2013: Langgut, Dafna, Israel Finkelstein, and Thomas Litt. “Climate and the Late Bronze Collapse: new evidence from the Southern Levant.” Tel Aviv 40.2 (2013): 149-175. A core drilled from the Sea of Galilee was subjected to high resolution pollen analysis for the Bronze and Iron Ages. The detailed pollen diagram (sample/~40 yrs) was used to reconstruct past climate changes and human impact on the vegetation of the Mediterranean zone of the southern Levant.

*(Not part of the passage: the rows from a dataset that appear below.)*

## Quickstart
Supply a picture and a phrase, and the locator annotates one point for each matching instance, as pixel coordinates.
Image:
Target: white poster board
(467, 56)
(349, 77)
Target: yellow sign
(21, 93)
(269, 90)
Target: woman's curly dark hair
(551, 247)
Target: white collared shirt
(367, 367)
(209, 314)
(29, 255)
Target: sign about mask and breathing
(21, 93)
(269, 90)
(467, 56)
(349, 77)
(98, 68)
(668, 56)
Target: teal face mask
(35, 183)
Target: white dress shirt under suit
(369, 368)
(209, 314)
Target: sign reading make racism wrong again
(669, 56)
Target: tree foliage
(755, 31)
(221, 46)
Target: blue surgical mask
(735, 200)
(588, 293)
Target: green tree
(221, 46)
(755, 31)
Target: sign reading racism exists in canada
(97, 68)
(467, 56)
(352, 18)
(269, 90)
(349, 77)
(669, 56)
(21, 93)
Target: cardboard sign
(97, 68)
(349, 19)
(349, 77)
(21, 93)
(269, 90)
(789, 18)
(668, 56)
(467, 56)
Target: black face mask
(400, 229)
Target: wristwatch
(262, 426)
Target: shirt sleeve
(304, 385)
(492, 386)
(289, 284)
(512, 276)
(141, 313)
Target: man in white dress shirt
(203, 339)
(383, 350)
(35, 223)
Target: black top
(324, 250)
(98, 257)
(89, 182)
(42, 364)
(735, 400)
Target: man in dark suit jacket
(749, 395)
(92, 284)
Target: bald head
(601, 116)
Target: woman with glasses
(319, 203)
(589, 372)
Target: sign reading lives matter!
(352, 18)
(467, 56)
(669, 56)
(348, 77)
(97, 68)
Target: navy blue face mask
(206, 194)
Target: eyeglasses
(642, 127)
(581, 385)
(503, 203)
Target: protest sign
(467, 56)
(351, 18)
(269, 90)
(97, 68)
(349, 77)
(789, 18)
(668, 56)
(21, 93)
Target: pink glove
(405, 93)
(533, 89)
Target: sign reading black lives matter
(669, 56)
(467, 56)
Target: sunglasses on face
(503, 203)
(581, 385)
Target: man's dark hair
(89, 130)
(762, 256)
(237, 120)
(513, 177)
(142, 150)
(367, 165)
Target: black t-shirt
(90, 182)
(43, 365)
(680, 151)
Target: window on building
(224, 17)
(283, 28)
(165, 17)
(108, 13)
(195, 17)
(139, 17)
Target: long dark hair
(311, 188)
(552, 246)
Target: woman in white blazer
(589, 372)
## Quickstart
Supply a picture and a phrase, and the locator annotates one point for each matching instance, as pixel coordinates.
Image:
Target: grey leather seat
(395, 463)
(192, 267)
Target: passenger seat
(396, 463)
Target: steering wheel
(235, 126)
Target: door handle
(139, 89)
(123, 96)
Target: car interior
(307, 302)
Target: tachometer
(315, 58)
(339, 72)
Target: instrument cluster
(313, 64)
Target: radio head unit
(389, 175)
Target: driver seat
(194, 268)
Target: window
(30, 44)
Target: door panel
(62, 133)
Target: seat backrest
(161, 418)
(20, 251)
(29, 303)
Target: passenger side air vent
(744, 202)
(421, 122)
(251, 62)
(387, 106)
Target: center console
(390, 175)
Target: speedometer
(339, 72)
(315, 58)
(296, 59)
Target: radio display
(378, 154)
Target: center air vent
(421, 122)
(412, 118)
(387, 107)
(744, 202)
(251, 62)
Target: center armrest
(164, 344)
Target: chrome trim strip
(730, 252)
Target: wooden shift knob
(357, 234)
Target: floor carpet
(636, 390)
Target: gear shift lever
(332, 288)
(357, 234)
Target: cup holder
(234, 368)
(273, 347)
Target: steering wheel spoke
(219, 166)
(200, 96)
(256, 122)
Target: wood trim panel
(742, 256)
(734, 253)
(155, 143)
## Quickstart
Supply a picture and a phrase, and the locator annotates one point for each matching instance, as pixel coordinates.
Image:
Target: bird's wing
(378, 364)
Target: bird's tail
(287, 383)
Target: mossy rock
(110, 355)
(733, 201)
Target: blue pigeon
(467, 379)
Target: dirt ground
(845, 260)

The chronology is based on radiocarbon dating of short-lived terrestrial organic material. The results indicate that the driest event throughout the Bronze and Iron Ages occurred ~1250–1100 BCE—at the end of the Late Bronze Age. This arid phase was identified based on a significant decrease in Mediterranean tree values, denoting a reduction in precipitation and the shrinkage of the Mediterranean forest/maquis. The Late Bronze dry event was followed by dramatic recovery in the Iron I, evident in the increased percentages of both Mediterranean trees and cultivated olive trees. Archaeology indicates that the crisis in the eastern Mediterranean at the end of the Late Bronze Age took place during the same period—from the mid- 13th century to ca. 1100 BCE. In the Levant the crisis years are represented by destruction of a large number of urban centres, shrinkage of other major sites, hoarding activities and changes in settlement patterns. Textual evidence from several places in the Ancient Near East attests to drought and famine starting in the mid-13th and continuing until the second half of the 12th century. All this helps to better understand the ‘Crisis Years’ in the eastern Mediterranean at the end of the Late Bronze Age and the quick settlement recovery in the Iron I, especially in the highlands of the Levant.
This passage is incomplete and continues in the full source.